Eishockey : Hannover Scorpions: Der Bau bröckelt

Eishockeymeister Hannover Scorpions scheidet schon im Viertelfinale aus und verliert Leistungsträger. Der Geldgeber reagiert und geht nun ans Fundament: Der Etat soll gekürzt werden.

Ron Ulrich

Berlin - Es muss für Bauunternehmer besonders schmerzlich sein zu sehen, wie ein Konstrukt in sich zusammen bricht. Günter Papenburg ist Bauunternehmer – und Mäzen der Hannover Scorpions. War im letzten Jahr mit dem überraschenden Titelgewinn der Deutschen Eishockey-Liga (DEL) noch ein echter Coup gelungen, steht man in Hannover nun vor den Trümmern.

Der Titelverteidiger ist am Donnerstagabend gegen Krefeld bereits im Viertelfinale der Play-offs ausgeschieden, einen Tag später wurde der Abgang des ehemaligen Nationalspielers Klaus Kathan gen München bekannt. Weitere Leistungsträger wie Tore Vikingstad und Thomas Dolak verlassen ebenfalls den Verein. Der Ausverkauf droht. Der Geldgeber reagiert und geht nun ans Fundament: Papenburg kündigt an, den Etat zu kürzen.

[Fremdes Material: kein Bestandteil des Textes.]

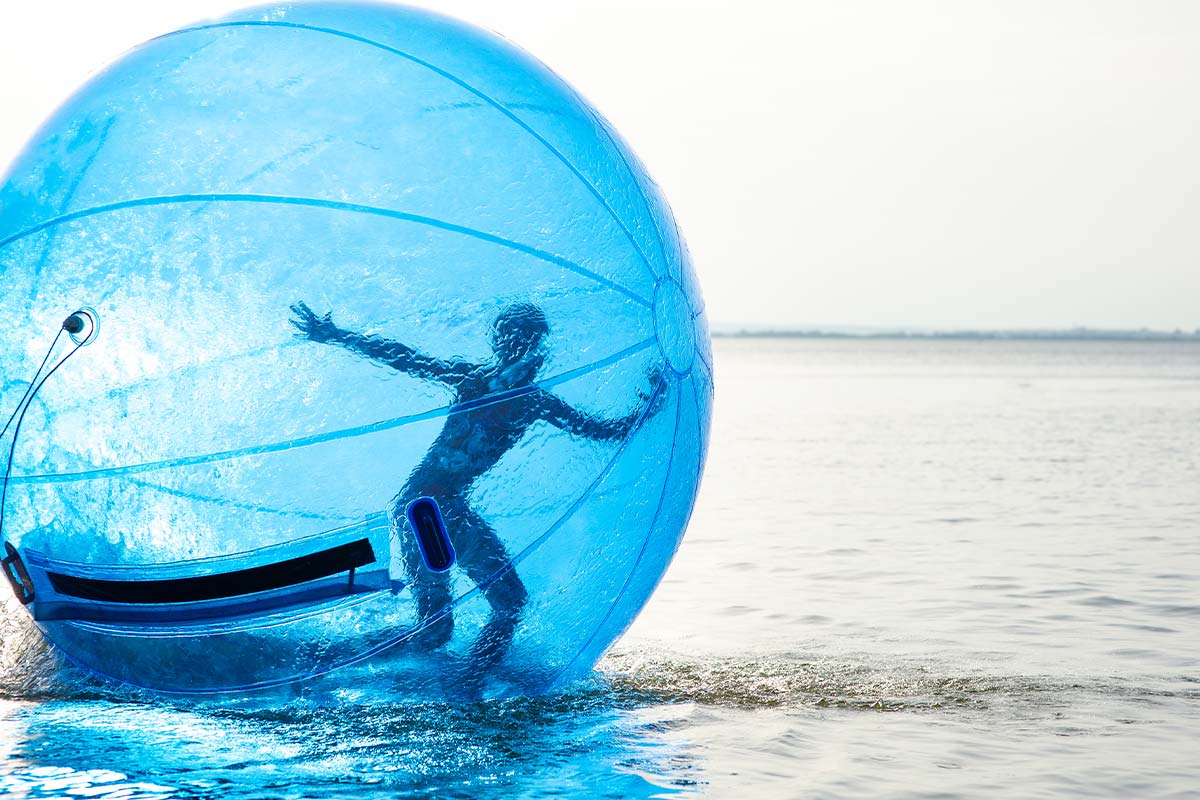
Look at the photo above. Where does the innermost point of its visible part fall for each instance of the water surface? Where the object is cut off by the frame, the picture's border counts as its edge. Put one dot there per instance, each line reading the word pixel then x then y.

Für den Geschäftsführer Marco Stichnoth sind es keine leichten Tage. Er erklärte nach dem Ausscheiden: „Wir hätten die Spieler gerne behalten, weil sie eine Ära mitgeprägt haben.“ Doch jene Ära endete spätestens am Donnerstagabend, als die Krefeld Pinguine den amtierenden Meister mit 5:1 abschossen. Tore Vikingstad, ein echter Ausnahmespieler der Hannoveraner, kämpfte nach seinem letzten Spiel mit den Tränen.

„Dieses Ende ist sehr traurig nach dieser langen Zeit“, erklärte Vikingstad, der nach zehn Jahren DEL und 475 Spielen in seine norwegische Heimat zurückkehrt. Geschäftsführer Stichnoth arbeitete zur gleichen Zeit die Geschehnisse im Play-off-Viertelfinale auf: „Wir konnten die Ausfälle einfach nicht kompensieren.“ Mit Sascha Goc und David Wolf fehlten den Hannoveranern in den entscheidenden Spielen wichtige Kräfte verletzungsbedingt.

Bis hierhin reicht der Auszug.